In [36]:
import os
import pandas as pd
import numpy as np
from collections import Counter

In [37]:
data_path = r'C:\Projects\connecteddatahub\data'
years = ["1999","2000","2005","2007","2008","2009","2010","2011","2013","2018",]
# years = ["2013"]

In [38]:
def count_first_provost(df):
    """Find the first occurrence of any 'Provost' in each institution group,
    then classify it as accepted or rejected based on the title.
    Count frequencies of both accepted and rejected titles,
    and list institutions with no 'Provost' mention at all."""

    accepted = []
    rejected = []
    no_provost_insts = []

    for inst, group in df.groupby("Institution"):
        found_provost = False

        for _, row in group.iterrows():
            pos = str(row["Position"]).strip()
            pos_lower = pos.lower()

            if "provost" in pos_lower:
                found_provost = True
                if not any(bad in pos_lower for bad in ["vice", "assistant", "associate", ", "]):
                    accepted.append(pos)
                else:
                    rejected.append(pos)
                break  # only the first provost match per group

        if not found_provost:
            no_provost_insts.append(inst)
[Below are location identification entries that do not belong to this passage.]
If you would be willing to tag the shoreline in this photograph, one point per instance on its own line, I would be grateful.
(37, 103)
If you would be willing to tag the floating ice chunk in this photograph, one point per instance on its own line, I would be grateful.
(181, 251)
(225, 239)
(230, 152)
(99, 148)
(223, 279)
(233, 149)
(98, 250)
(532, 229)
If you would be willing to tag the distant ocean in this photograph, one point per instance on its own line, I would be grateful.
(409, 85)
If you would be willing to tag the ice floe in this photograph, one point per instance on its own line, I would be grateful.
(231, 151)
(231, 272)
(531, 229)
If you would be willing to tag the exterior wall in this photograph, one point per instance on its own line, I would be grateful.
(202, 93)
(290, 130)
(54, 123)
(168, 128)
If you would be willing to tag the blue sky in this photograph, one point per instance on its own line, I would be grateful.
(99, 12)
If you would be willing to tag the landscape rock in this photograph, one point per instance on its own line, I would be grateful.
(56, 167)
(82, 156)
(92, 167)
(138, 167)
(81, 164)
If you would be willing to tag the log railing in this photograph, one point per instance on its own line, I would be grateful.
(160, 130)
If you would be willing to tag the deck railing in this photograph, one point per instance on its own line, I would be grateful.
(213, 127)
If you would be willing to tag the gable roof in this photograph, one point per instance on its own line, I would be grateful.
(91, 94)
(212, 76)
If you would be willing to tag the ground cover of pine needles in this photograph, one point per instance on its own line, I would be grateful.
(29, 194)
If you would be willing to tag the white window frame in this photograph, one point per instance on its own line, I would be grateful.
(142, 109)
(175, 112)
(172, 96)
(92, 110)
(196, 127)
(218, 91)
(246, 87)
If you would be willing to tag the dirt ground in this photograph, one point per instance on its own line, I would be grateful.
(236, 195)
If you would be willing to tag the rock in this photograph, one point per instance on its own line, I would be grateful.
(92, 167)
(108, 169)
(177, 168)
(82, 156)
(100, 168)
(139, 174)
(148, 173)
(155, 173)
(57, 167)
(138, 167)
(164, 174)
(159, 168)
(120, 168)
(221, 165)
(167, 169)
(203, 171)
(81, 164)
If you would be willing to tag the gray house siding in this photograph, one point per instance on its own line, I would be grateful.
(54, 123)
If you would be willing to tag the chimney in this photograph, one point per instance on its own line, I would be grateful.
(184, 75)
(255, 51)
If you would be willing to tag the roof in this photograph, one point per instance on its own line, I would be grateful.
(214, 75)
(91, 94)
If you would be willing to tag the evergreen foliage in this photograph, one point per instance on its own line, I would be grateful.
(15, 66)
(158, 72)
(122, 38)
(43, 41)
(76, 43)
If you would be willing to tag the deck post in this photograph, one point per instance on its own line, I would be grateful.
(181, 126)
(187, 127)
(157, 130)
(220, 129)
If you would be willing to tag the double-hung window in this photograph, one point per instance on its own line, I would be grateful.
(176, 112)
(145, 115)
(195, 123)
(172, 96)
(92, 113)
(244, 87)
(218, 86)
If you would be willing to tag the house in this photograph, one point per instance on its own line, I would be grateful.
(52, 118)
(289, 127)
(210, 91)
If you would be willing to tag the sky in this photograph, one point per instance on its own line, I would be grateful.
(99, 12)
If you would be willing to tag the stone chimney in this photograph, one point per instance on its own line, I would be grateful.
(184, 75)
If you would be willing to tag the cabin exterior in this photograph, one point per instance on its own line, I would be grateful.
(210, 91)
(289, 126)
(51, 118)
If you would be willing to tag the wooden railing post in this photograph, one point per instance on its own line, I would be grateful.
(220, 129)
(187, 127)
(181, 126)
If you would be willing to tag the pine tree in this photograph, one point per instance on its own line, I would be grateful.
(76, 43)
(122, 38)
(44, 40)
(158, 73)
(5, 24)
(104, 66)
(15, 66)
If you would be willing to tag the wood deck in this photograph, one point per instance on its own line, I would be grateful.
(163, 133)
    print("\nInstitutions with no reported Provost:")
    for inst in no_provost_insts:
        print(f" - {inst}")

    print("\nAccepted first 'Provost' titles:")
    accepted_counts = Counter(accepted)
    for title, count in accepted_counts.most_common():
        print(f"{title}: {count}")

    print("\nRejected first 'Provost' titles:")
    rejected_counts = Counter(rejected)
    for title, count in rejected_counts.most_common():
        print(f"{title}: {count}")


In [39]:
def classify_additional_provosts(df: pd.DataFrame):
    accepted = []
    rejected = []
    no_provost_insts = []
    rejected_insts = []
    vpaa_insts = set()
    
    addl_classifications = {
        'vice': [],
        'associate': [],
        'assistant': [],
        'other': []
    }

    for inst, group in df.groupby("Institution", sort=False):
        found = False
        group = group.reset_index(drop=True)
        
        for idx, row in group.iterrows():
            pos = str(row["Position"]).strip()
            pos_lower = pos.lower()

            if "vice president, academic affairs" in pos_lower:
                vpaa_insts.add(inst)

            if "provost" in pos_lower and not found:
                found = True
                if not any(bad in pos_lower for bad in ["vice", "assistant", "associate", ", "]):
                    accepted.append(pos)
                else:
                    rejected.append(pos)
                    rejected_insts.append((inst, pos))
                first_provost_idx = idx
                break

        if not found:
            no_provost_insts.append(inst)
            continue

        # After the first provost, classify others
        for _, row in group.iloc[first_provost_idx + 1:].iterrows():
            pos = str(row["Position"]).strip()
            pos_lower = pos.lower()

            if "provost" in pos_lower:
                if "vice" in pos_lower:
                    addl_classifications['vice'].append(pos)
                elif "associate" in pos_lower:
                    addl_classifications['associate'].append(pos)
                elif "assistant" in pos_lower:
                    addl_classifications['assistant'].append(pos)
                else:
                    addl_classifications['other'].append(pos)

    # Print summary
    print("\nInstitutions with NO 'Provost' mention at all:")
    for inst in no_provost_insts:
        print(f" - {inst}")

    print("\nInstitutions whose first 'Provost' title was rejected:")
    for inst, title in rejected_insts:
        print(f" - {inst}: '{title}'")

    print("\nAccepted first 'Provost' titles:")
    for title, cnt in Counter(accepted).most_common():
        print(f" {cnt:3d} × {title}")

    print("\nRejected first 'Provost' titles:")
    for title, cnt in Counter(rejected).most_common():
        print(f" {cnt:3d} × {title}")

    print(f"\nNumber of institutions with a 'Vice President, Academic Affairs': {len(vpaa_insts)}")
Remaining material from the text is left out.